### Libraries

In [145]:
# import required libraries
import os
import json
import numpy as np
import pandas as pd
import matplotlib.pyplot as plt
from mplsoccer import Pitch, VerticalPitch
import matplotlib_inline
from matplotlib import cm
import matplotlib_inline
import seaborn as sns
matplotlib_inline.backend_inline.set_matplotlib_formats('svg')

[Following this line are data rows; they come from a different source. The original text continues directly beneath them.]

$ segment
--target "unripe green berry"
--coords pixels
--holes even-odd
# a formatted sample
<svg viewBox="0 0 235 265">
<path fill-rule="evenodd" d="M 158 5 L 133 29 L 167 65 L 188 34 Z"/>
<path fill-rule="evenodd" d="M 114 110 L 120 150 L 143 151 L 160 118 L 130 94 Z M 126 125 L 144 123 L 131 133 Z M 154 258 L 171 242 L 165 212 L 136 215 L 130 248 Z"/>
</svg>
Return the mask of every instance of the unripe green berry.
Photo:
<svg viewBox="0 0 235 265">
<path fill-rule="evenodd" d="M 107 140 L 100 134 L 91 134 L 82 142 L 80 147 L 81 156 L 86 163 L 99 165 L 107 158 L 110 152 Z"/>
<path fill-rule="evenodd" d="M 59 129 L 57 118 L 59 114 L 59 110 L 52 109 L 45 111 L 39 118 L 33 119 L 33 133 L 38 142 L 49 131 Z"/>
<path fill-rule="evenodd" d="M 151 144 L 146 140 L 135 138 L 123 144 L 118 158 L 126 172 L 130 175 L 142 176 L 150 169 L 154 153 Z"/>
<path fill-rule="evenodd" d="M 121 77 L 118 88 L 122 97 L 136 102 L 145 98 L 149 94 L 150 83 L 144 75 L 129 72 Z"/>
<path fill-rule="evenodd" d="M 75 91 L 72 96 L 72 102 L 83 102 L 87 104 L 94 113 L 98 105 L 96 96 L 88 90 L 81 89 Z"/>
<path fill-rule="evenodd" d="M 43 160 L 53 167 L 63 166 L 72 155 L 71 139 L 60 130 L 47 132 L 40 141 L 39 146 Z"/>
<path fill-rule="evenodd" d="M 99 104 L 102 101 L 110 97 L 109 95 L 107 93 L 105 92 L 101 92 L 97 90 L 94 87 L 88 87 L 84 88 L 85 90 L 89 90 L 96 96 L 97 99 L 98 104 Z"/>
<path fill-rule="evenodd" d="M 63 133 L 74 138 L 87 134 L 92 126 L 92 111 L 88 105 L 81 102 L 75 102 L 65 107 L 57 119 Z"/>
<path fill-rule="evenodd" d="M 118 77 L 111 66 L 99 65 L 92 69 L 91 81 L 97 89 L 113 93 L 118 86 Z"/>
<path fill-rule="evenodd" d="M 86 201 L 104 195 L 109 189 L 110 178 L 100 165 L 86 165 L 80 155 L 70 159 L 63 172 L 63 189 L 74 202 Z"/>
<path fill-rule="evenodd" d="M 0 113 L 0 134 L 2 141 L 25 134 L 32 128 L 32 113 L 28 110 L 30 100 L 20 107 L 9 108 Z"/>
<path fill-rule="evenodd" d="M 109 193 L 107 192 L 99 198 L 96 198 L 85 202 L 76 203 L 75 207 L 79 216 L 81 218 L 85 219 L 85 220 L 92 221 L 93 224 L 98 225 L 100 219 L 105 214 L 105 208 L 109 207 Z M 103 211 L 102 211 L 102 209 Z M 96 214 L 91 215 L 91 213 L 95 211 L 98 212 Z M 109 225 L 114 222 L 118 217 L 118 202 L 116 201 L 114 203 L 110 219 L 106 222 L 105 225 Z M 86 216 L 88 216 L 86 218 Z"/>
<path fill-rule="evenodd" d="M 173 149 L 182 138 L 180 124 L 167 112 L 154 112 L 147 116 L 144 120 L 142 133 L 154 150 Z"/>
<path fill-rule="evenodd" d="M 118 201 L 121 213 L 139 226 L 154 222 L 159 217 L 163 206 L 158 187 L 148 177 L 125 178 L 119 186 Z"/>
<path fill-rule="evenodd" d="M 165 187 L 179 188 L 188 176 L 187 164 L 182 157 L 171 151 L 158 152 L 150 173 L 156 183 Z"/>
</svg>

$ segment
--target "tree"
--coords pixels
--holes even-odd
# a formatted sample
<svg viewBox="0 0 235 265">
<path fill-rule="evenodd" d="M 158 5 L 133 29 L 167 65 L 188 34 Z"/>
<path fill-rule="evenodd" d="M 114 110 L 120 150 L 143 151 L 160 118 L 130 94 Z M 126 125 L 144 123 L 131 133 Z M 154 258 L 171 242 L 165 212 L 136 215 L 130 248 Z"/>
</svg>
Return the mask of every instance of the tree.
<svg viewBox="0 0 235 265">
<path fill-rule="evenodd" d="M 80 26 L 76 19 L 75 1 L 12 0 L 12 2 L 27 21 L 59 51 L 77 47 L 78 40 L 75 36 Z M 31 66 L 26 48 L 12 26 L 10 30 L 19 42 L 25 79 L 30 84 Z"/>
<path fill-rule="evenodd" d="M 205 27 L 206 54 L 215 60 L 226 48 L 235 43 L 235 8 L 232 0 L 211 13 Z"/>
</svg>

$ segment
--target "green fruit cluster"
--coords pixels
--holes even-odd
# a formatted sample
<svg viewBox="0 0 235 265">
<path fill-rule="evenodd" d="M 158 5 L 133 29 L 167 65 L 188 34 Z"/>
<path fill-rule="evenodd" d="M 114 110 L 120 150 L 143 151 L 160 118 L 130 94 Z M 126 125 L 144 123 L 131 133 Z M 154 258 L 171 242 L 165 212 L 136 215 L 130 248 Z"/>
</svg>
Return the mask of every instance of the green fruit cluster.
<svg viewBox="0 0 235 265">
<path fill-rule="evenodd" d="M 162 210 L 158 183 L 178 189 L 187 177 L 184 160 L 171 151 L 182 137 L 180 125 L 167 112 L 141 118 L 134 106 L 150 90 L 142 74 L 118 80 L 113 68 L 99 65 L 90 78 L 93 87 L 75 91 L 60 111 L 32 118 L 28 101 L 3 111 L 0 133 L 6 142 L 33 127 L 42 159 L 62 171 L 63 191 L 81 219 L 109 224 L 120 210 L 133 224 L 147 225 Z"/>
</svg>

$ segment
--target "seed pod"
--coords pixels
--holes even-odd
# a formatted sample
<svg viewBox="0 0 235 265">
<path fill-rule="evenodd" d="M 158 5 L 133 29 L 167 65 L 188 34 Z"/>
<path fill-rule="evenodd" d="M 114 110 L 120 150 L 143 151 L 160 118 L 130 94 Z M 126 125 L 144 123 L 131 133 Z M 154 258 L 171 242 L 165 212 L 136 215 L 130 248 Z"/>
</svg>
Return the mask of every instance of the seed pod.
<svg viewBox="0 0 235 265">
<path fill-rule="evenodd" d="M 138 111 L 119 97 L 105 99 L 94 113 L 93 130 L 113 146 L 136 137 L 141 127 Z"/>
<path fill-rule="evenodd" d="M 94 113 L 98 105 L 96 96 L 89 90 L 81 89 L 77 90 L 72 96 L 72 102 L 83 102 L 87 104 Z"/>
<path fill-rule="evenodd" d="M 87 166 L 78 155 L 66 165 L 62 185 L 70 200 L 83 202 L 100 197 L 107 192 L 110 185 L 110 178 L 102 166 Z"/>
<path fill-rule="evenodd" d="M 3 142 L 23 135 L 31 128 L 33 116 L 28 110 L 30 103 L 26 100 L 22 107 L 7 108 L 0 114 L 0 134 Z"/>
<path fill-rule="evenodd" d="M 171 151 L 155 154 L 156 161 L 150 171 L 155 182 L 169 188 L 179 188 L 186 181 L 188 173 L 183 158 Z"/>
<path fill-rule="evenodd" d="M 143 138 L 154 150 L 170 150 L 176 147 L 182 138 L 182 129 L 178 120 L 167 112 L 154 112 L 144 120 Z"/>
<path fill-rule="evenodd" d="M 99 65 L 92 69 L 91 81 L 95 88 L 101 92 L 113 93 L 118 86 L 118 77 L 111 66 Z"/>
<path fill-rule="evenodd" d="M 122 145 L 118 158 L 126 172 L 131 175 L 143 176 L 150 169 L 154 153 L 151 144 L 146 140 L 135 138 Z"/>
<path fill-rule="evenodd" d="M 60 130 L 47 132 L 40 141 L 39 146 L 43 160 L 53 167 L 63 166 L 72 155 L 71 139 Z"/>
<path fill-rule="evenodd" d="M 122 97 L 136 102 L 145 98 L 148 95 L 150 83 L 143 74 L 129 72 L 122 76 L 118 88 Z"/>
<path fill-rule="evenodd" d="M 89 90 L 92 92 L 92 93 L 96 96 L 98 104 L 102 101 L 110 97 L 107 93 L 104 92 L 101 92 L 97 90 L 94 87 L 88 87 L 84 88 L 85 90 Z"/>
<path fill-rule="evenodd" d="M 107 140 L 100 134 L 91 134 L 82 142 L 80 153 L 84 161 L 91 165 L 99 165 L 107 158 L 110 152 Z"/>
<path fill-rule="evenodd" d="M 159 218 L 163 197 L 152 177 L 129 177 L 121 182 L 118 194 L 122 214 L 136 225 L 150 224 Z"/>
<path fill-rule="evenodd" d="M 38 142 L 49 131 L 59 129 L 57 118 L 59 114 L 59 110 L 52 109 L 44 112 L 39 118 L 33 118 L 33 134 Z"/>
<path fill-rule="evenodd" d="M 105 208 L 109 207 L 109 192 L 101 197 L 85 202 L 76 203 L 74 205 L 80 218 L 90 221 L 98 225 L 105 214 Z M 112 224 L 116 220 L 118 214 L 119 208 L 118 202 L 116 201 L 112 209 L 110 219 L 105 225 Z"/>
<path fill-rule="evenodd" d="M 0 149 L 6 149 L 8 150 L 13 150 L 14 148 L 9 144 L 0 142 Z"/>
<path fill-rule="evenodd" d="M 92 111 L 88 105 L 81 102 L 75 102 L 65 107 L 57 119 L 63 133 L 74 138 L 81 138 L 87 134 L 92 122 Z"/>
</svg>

### Convert event data from .json match file into .csv

In [958]:
# extract all match names in directory as a list 
files = os.listdir('matches_2021_json')

# avoid last file 'players.json' indexed as '-1'
for i in files[:-1]:
    with open('matches_2021_json\\' + i, 'r') as f:
        data = json.load(f)
   
    # convert list of dictionaries into data frame 
    events = pd.DataFrame(data['events'])
    
    # generate 'team_status' column which indicates whether a team plays 'home' or 'away'
    events['team_status'] = events['team'].apply(lambda x: 'home' if x == data['homeTeam'] else 'away')
    
    # reset indices
    events = events.reset_index(drop = True)
    

    # since only single match has less than 23 columns which is '397511822166547-Halmstad-DegerforsIF'
    if len(events.columns) < 23:
        # create missing columns with 'nan' values to have equal # of columns in all .csv files
        events[['attack_type', 'corner_outcome', 'foot_used', 'one_touch', 'goal_mouth']] = \
        pd.DataFrame([np.repeat(np.nan, 5)], index = events.index)
    
    # preferred rearrangement of columns
    col_rearr = ['external_id','team', 'team_status', 'player', 'next_player', 'xpos', 'ypos', 'xdest', 'ydest', 'start_time', 
                     'end_time','action', 'xg', 'xt', 'xp','game_time', 'header', 'penalty', 'throw_in', 'attack_type', 
                    'corner_outcome', 'foot_used', 'one_touch', 'goal_mouth']
    # rearrange columns
    events = events[col_rearr]
    
    # replace all None values with NaN (missing value)
    events.fillna(value = np.nan, inplace = True)
    
    
    # make certain column values lowercase
    events[['action', 'attack_type', 'corner_outcome', 'foot_used', 'goal_mouth']] = \
    events[['action', 'attack_type', 'corner_outcome', 'foot_used', 'goal_mouth']].astype(str).apply(lambda x: x.str.lower())
    
    # save dataframe 
    file_name = i.split('.')[0]
    events.to_csv('matches_2021_csv\\' + file_name + '.csv', index = False)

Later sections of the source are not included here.